Coffee consumers in general are not the types to embrace changes in the taste of their daily cup, so roasters put special emphasis on keeping the flavour consistent.
Many of these companies also look to reduce costs by using cheaper varieties like Robusta which, skilfully blended, have an acceptable flavour for a large number of customers.
It is also usual practice to combine naturally roasted coffee with beans roasted with the addition of sugar ('torrefacto').
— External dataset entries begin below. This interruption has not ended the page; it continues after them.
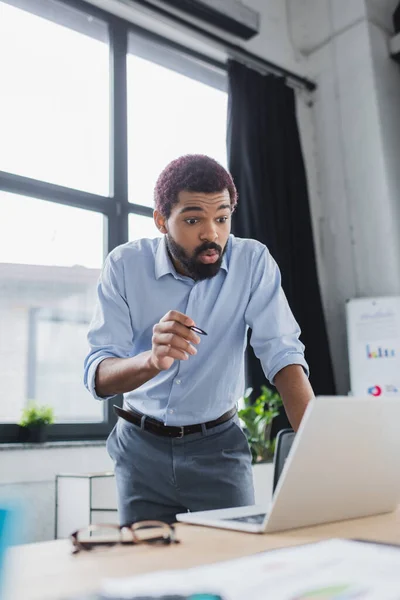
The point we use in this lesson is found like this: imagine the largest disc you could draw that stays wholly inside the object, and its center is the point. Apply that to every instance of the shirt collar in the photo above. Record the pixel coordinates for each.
(163, 263)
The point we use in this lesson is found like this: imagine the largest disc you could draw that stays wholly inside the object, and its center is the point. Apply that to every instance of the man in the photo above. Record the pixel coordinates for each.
(178, 445)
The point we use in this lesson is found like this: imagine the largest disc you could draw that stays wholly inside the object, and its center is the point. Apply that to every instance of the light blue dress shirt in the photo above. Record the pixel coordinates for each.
(139, 285)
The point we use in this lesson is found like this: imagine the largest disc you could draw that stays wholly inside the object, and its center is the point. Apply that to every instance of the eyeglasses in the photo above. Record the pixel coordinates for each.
(101, 536)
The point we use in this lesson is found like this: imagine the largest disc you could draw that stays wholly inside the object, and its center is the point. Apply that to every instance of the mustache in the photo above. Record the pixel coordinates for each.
(208, 246)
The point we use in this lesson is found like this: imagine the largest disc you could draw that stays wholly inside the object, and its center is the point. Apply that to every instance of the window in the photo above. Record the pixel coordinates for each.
(47, 295)
(78, 163)
(170, 113)
(54, 102)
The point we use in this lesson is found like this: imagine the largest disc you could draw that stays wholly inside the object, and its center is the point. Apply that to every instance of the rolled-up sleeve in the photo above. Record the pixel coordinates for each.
(275, 332)
(110, 334)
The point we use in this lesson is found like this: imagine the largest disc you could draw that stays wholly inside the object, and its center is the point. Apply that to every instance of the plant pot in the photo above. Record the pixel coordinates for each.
(35, 434)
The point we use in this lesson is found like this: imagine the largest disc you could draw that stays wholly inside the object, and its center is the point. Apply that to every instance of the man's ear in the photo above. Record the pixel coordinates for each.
(160, 221)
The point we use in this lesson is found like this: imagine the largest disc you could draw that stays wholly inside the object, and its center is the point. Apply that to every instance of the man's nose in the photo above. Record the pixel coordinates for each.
(209, 234)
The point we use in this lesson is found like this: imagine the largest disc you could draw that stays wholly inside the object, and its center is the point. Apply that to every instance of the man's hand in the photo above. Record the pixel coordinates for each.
(296, 392)
(172, 340)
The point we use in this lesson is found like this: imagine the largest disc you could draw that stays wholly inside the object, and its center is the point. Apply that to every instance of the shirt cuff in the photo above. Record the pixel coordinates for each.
(91, 379)
(289, 359)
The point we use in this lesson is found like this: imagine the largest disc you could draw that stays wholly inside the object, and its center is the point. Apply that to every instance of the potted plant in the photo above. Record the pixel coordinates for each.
(257, 418)
(34, 422)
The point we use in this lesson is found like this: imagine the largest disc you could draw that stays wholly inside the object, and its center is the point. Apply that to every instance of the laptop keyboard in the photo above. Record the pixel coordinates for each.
(249, 519)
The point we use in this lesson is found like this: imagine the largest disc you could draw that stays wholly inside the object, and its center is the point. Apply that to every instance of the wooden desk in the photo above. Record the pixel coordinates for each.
(48, 570)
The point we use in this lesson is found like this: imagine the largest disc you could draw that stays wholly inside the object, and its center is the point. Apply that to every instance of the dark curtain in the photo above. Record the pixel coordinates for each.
(266, 163)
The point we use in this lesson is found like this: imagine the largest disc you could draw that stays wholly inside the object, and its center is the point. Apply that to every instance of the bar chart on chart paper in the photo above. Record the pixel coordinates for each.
(373, 335)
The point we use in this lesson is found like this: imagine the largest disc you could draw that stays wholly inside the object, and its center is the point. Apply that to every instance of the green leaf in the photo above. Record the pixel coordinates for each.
(257, 418)
(34, 415)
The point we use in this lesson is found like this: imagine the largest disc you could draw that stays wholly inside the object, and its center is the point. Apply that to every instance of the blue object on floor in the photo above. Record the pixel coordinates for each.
(9, 528)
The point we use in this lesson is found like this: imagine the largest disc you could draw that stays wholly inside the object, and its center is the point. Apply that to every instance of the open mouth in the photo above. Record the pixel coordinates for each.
(209, 257)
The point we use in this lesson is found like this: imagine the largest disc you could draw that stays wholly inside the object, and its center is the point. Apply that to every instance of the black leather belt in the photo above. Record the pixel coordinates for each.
(158, 428)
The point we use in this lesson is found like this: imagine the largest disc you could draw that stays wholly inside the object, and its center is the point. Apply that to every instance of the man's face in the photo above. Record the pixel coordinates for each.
(197, 232)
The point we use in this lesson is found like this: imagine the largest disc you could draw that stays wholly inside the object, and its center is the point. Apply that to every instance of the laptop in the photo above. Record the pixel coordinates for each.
(344, 463)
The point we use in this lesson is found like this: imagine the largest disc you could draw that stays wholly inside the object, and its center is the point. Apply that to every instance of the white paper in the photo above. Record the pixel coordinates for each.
(329, 570)
(373, 329)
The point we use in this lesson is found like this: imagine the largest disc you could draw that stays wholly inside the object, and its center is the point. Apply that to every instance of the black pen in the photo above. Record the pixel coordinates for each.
(196, 329)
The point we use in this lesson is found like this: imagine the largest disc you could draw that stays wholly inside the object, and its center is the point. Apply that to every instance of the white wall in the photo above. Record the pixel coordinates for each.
(356, 127)
(27, 474)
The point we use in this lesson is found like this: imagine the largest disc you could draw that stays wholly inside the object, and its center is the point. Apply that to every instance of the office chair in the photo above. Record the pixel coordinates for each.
(284, 441)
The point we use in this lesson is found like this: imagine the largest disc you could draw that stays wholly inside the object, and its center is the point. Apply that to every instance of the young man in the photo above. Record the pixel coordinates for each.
(178, 445)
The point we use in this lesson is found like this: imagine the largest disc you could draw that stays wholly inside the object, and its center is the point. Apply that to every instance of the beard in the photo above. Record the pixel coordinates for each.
(191, 263)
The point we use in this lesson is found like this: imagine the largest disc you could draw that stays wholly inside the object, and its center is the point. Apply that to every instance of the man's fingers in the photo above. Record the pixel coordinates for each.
(176, 328)
(171, 339)
(169, 351)
(174, 315)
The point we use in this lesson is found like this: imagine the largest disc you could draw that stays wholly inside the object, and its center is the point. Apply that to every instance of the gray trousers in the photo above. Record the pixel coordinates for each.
(158, 477)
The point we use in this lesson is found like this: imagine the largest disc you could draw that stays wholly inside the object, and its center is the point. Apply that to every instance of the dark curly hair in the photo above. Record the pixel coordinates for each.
(192, 173)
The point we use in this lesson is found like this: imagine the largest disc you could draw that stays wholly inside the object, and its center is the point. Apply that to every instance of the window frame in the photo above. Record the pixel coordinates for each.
(123, 35)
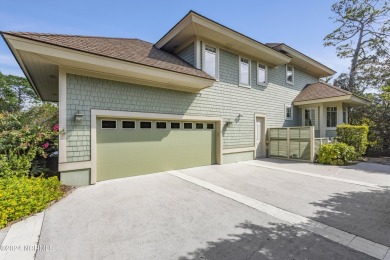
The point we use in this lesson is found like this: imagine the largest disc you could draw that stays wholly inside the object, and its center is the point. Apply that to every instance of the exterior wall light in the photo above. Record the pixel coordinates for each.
(78, 117)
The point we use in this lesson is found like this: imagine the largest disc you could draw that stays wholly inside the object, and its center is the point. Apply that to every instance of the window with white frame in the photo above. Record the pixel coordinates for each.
(290, 74)
(210, 60)
(310, 117)
(288, 111)
(261, 74)
(331, 116)
(244, 71)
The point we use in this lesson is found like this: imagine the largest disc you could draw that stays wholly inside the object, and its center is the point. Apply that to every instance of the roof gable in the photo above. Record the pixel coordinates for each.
(131, 50)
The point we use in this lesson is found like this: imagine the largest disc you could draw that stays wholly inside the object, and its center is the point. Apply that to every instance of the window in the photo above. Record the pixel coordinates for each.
(331, 116)
(210, 126)
(345, 115)
(108, 124)
(261, 74)
(244, 71)
(199, 125)
(310, 117)
(175, 125)
(187, 125)
(288, 112)
(161, 125)
(210, 60)
(289, 74)
(128, 124)
(146, 125)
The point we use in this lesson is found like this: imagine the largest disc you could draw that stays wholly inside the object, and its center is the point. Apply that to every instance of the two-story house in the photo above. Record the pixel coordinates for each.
(203, 94)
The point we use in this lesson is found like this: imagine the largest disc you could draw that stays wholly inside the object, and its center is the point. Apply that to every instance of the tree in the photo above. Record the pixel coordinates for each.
(362, 36)
(16, 94)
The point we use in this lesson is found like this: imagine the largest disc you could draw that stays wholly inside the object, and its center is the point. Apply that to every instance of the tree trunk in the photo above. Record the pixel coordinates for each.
(352, 71)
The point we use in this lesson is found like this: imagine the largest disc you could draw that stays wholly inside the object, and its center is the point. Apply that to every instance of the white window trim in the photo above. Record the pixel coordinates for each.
(289, 82)
(216, 58)
(135, 124)
(257, 74)
(249, 72)
(292, 112)
(101, 124)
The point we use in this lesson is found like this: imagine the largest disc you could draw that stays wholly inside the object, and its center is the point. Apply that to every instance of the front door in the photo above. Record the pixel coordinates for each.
(259, 137)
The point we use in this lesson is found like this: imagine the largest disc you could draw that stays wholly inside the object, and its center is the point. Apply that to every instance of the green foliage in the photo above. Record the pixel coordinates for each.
(354, 135)
(336, 154)
(23, 196)
(16, 94)
(362, 37)
(24, 136)
(377, 117)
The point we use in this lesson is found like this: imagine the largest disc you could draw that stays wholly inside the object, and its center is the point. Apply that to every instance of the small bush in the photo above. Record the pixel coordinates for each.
(354, 135)
(23, 196)
(336, 154)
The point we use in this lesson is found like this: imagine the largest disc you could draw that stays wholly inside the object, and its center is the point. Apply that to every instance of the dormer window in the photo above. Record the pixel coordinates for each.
(210, 60)
(290, 74)
(244, 71)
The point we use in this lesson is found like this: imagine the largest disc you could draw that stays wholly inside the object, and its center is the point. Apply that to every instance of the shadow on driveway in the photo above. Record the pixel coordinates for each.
(277, 241)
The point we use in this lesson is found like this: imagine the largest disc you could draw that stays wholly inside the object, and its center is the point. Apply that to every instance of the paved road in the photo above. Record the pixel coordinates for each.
(159, 216)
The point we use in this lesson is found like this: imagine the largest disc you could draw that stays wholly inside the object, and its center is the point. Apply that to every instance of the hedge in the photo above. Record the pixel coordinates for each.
(354, 135)
(23, 196)
(336, 154)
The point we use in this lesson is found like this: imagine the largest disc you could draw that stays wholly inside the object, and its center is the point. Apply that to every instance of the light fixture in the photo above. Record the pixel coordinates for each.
(78, 117)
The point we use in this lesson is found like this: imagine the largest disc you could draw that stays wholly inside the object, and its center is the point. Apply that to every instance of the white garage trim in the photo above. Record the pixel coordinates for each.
(95, 113)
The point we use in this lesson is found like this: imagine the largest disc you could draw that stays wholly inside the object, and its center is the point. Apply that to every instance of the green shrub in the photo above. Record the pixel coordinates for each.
(336, 154)
(22, 196)
(354, 135)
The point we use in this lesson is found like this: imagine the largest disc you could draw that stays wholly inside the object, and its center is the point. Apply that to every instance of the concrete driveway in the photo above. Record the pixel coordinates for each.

During the roasting process the 'torrefacto' coffee becomes bitter and is suitable for drinking with milk, which is how the majority of coffee drinkers take theirs.
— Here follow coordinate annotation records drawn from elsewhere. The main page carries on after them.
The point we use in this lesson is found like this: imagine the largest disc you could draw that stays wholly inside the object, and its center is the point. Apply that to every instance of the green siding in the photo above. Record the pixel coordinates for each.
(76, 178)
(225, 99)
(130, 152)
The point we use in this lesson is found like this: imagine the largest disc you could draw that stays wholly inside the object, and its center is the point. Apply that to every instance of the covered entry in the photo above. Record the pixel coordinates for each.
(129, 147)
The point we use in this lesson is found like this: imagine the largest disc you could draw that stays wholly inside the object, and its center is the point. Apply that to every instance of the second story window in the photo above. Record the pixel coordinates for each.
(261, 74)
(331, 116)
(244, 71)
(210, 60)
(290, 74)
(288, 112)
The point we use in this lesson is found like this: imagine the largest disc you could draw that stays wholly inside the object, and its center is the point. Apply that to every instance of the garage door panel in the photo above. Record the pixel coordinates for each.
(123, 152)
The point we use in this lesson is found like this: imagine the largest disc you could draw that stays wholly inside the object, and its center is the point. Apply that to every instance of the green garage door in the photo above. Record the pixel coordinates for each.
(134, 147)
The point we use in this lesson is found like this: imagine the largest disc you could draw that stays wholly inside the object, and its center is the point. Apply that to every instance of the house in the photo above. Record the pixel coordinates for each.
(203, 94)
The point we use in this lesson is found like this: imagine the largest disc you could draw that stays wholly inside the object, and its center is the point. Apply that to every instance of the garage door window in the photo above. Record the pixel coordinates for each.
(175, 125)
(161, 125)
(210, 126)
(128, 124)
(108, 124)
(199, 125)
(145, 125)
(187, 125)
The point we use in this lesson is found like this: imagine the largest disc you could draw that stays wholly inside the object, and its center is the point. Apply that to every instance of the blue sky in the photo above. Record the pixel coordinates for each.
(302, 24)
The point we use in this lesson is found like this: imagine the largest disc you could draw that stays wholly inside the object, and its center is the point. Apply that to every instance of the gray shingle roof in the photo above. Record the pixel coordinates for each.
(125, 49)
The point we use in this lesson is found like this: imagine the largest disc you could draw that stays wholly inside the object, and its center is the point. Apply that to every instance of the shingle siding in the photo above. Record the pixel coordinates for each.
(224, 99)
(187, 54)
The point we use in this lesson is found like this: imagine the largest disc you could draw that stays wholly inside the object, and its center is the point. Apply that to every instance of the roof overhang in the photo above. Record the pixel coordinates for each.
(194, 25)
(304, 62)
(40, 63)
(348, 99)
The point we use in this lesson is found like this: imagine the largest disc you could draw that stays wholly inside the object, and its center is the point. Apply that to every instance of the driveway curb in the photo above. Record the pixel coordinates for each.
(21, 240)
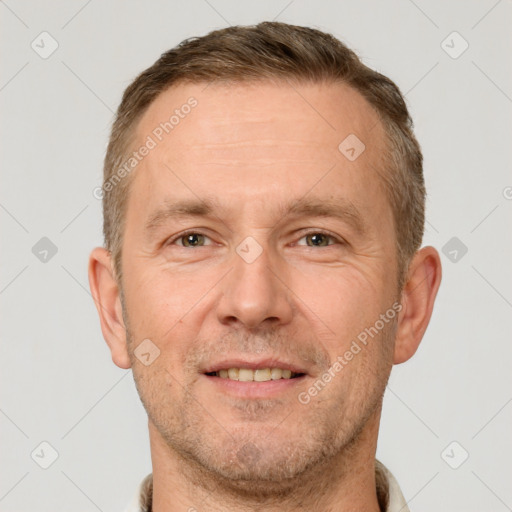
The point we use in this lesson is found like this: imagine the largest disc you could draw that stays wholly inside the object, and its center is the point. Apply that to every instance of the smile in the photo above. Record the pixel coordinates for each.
(257, 375)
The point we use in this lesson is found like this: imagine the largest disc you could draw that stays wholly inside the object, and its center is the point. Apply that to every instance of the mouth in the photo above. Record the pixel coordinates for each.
(255, 375)
(255, 379)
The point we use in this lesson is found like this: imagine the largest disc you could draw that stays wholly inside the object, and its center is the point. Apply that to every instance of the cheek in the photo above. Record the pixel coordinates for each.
(344, 302)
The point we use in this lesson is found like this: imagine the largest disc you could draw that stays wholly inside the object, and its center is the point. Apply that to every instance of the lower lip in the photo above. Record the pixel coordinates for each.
(253, 389)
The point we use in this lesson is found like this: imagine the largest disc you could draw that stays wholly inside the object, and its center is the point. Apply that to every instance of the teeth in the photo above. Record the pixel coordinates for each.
(245, 375)
(260, 375)
(276, 373)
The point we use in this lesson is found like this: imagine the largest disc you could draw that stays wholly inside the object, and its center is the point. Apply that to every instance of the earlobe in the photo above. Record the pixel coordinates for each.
(105, 292)
(418, 296)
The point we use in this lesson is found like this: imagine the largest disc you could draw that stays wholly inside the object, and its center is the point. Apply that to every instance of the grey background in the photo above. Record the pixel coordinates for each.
(58, 383)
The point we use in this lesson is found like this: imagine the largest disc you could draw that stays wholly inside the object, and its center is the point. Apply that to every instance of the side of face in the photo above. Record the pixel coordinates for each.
(252, 241)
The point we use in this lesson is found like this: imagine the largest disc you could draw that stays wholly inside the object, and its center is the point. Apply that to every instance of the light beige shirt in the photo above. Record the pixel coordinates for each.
(388, 491)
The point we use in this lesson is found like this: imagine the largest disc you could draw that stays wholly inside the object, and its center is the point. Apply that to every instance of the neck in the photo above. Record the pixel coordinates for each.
(342, 483)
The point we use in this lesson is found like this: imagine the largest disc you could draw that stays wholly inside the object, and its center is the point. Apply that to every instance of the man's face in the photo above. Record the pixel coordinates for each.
(275, 252)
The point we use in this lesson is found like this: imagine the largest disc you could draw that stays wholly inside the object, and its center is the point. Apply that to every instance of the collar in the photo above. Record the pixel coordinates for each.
(388, 492)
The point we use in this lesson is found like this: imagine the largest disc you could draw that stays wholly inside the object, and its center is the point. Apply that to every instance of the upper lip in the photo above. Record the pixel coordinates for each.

These are the reasons why different types of grain are often combined.
The blends which are most in demand are those that combine different types of Arabica coffee.
Each variety of bean has its own organoleptic characteristics; the most important are aroma, acidity, fruitiness, sweetness, body and bitterness. All these attributes cleverly combined will provide a complex and balanced cup of coffee.
Many of the best blends have a base of Brazilian or Indonesian coffees, famous for their pronounced body and chocolate notes.
Other beans from Central and South America provide fruity and floral aromas and the African coffees can enrich the blend by adding spicy and citric notes.
To make the perfect blend the master toaster, helped by a taster, has to get a harmonious balance sometimes achieving results typical of an alchemist.